Beats embedded graph databases on selective lookups. Same graph (0.8M nodes / 6.4M edges), matched result counts, warm median. GFQL is CPU-pandas with the index; Kuzu and Neo4j use their native indexes:

Task

GFQL (indexed)

Kuzu

Neo4j

GFQL speedup

1-hop seeded

0.123 ms

1.15 ms

1.45 ms

9.4× / 11.8×

1–2-hop seeded

0.150 ms

4.25 ms

2.54 ms

28× / 16.9×

On a fairer, fully-prepared, in-process Kuzu re-run (LiveJournal 35M), GFQL is still 17× on a typical seed (0.126 ms vs 2.13 ms) and on a hub seed (3.76 ms vs 22.6 ms). (Kuzu’s worst-case-optimal joins can win on cyclic / multi-way-join patterns — triangles, cliques — which these forward-expansion lookups do not exercise; we do not claim those.)

Selective traversal is CPU’s game. The indexed hop is tiny work, so the GPU’s kernel-launch floor (~3 ms on cuDF) loses to a ~0.13 ms pandas / ~0.16 ms Polars searchsorted — the clean inverse of bulk analytics, where the GPU pulls ahead (see Choosing a GFQL Engine: pandas, Polars, cuDF, Polars-GPU). Pick the index for selective traversal and a CPU engine to drive it.
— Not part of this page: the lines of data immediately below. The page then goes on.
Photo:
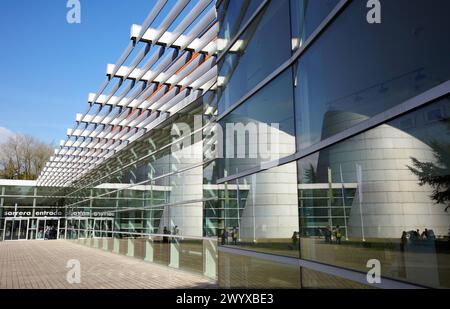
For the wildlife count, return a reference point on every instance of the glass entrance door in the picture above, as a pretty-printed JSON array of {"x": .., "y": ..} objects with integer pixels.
[
  {"x": 16, "y": 229},
  {"x": 47, "y": 228}
]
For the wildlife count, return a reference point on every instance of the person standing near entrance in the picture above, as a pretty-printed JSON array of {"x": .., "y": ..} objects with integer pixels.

Reproduce: benchmarks/gfql/index_takeover_bench.py, benchmarks/gfql/index_vs_dbs.py, benchmarks/gfql/index_vs_kuzu_prepared.py. Hardware: DGX dgx-spark, GB10 GPU.

Honesty and cost#

  • Build cost is one O(E log E) sort, amortized over subsequent queries. index_policy='auto' only builds when the planner predicts a selective query will pay it back.

  • No change to default behavior. With no index resident and index_policy='use' (the default), queries run exactly as before.

  • Parity-or-fallback. The index accelerates the seeded scan sites it covers (forward / reverse hop, the Polars hop, the single-hop chain fast path). Any uncovered feature — edge / source / destination match, target_wave_front, min_hops>1, labeling — falls back to the scan/join path. The indexed subgraph is verified equal to the scan subgraph in differential tests across pandas / cuDF / Polars / Polars-GPU. It is an accelerator, never a source of a different answer.